Faulty Underride Guards Increase Risks for Fatal Fort Lauderdale Car Accidents
Gregg Hollander | April 6, 2011 | Personal Injury
The Insurance Institute for Highways Safety (IIHS) recently tested the effectiveness of tractor-trailer underride guards. The IIHS is now urging the National Highway Traffic Safety Administration to put tougher regulations in place in an effort to decrease risks of car accidents in West Palm Beach and elsewhere. They’re also trying to get the federal government to mandate guards for all large trucks and trailers.

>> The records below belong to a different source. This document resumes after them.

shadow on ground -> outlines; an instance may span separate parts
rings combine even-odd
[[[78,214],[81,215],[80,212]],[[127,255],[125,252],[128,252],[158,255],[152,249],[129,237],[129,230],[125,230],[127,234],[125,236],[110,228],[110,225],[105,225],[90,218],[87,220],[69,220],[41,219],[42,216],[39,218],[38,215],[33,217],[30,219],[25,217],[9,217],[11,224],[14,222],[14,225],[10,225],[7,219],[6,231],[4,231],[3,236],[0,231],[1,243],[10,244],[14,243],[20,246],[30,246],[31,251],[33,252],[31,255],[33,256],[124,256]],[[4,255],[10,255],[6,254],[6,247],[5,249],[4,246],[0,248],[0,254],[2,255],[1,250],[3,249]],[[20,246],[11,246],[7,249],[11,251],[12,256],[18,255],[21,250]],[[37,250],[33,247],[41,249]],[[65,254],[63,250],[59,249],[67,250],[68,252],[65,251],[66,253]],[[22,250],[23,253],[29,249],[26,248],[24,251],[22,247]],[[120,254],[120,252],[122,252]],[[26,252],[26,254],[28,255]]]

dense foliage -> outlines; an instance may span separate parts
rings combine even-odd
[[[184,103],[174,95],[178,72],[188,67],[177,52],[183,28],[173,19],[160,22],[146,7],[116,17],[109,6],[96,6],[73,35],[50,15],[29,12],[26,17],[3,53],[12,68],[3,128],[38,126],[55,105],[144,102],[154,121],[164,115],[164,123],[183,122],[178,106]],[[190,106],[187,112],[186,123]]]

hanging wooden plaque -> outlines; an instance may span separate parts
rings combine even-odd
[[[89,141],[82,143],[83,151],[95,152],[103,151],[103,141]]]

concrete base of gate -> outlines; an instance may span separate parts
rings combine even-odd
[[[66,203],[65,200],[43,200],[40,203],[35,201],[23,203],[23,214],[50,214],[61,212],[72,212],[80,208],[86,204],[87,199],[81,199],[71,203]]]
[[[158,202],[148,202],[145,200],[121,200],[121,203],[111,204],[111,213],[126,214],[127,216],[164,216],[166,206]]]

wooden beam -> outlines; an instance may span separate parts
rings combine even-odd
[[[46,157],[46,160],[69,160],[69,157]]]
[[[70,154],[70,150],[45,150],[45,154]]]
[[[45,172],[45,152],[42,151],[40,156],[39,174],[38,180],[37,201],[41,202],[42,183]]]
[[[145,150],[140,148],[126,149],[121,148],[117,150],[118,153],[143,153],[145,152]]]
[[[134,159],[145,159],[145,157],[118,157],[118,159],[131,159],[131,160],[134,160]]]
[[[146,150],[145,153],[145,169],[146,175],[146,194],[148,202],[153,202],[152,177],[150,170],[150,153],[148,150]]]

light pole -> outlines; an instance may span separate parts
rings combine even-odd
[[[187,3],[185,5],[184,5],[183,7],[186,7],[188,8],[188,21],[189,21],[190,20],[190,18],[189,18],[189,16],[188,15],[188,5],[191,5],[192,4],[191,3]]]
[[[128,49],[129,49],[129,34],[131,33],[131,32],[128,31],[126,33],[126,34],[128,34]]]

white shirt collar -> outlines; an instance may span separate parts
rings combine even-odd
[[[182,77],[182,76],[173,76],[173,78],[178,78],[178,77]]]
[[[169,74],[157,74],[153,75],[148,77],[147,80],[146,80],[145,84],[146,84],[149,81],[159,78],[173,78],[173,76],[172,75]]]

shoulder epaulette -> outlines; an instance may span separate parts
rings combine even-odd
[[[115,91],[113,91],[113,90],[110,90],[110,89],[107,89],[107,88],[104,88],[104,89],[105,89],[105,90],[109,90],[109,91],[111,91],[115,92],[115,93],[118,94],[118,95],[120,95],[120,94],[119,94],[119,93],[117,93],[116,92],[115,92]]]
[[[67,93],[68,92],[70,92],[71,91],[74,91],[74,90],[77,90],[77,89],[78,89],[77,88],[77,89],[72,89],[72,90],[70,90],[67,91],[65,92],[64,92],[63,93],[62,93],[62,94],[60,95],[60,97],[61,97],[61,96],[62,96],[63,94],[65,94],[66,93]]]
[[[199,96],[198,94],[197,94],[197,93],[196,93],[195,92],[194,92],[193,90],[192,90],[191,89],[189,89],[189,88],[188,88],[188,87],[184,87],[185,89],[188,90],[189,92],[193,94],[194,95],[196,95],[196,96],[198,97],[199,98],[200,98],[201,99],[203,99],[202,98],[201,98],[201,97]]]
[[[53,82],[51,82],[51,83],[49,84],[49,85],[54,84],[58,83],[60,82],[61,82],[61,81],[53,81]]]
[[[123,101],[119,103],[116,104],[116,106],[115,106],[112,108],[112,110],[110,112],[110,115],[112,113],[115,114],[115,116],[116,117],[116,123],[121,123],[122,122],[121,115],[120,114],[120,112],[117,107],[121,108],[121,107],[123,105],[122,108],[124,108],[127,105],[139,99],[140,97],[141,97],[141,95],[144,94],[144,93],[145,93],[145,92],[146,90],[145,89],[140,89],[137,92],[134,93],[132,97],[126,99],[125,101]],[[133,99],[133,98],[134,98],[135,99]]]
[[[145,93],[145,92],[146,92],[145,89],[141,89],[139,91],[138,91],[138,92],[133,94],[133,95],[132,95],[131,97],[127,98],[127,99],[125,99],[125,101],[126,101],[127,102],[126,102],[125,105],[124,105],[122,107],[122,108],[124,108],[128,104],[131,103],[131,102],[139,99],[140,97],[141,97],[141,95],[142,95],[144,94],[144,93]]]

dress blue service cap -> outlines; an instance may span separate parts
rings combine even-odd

Naples personal injury lawyers urge you to practice cautious driving while sharing the roads with these large tractor-trailers. The lack of protection from American underride guards can provide deadly consequences to those in passenger vehicles who may rear end these commercial vehicles.
“Cars’ front-end structures are designed to manage a tremendous amount of crash energy in a way that minimizes injuries for their occupants,” said IIHS President Adrian Lund. “Hitting the back of a large truck is a game changer. You might be riding in a vehicle that earns top marks in frontal crash tests, but if the truck’s underride guard fails — or isn’t there at all — your chances of walking away from even a relatively low-speed crash aren’t good.”
The IIHS proved that these guards can fail in relatively low-speed crashed by testing three separate tractor-trailers and their underride guards, according to Occupational Health & Safety (OHS).
Of the 115 real-life crashes involving underride that the IIHS observed, only 22 of the accidents involved negligible underride, if any at all. In 23 of the 28 accidents that involved a significant amount of underride, an occupant of the passenger vehicle died. These cases also resulted in the entire front-end of the passenger vehicle ending up underneath the back of the truck, causing catastrophic damage.
“Damage to the cars in some of these tests was so devastating that it’s hard to watch the footage without wincing. If these had been real-world crashes there would be no survivors,” says Lund.
The results of these tests bring up a serious problem that needs to be corrected and regulated by the NHTSA. In 2009, more than 3,000 fatalities and approximately 74,000 injuries were a result of accidents involving large trucks. The IIHS will continue to push for new, stricter regulations in attempt to lower these numbers. Underride accidents can be prevented with the proper equipment.
“Underride standards haven’t kept pace with improvements in passenger vehicle crashworthiness,” Lund says. “Absent regulation, there’s little incentive for manufacturers to improve underride countermeasures, so we hope NHTSA will move quickly on our petition.”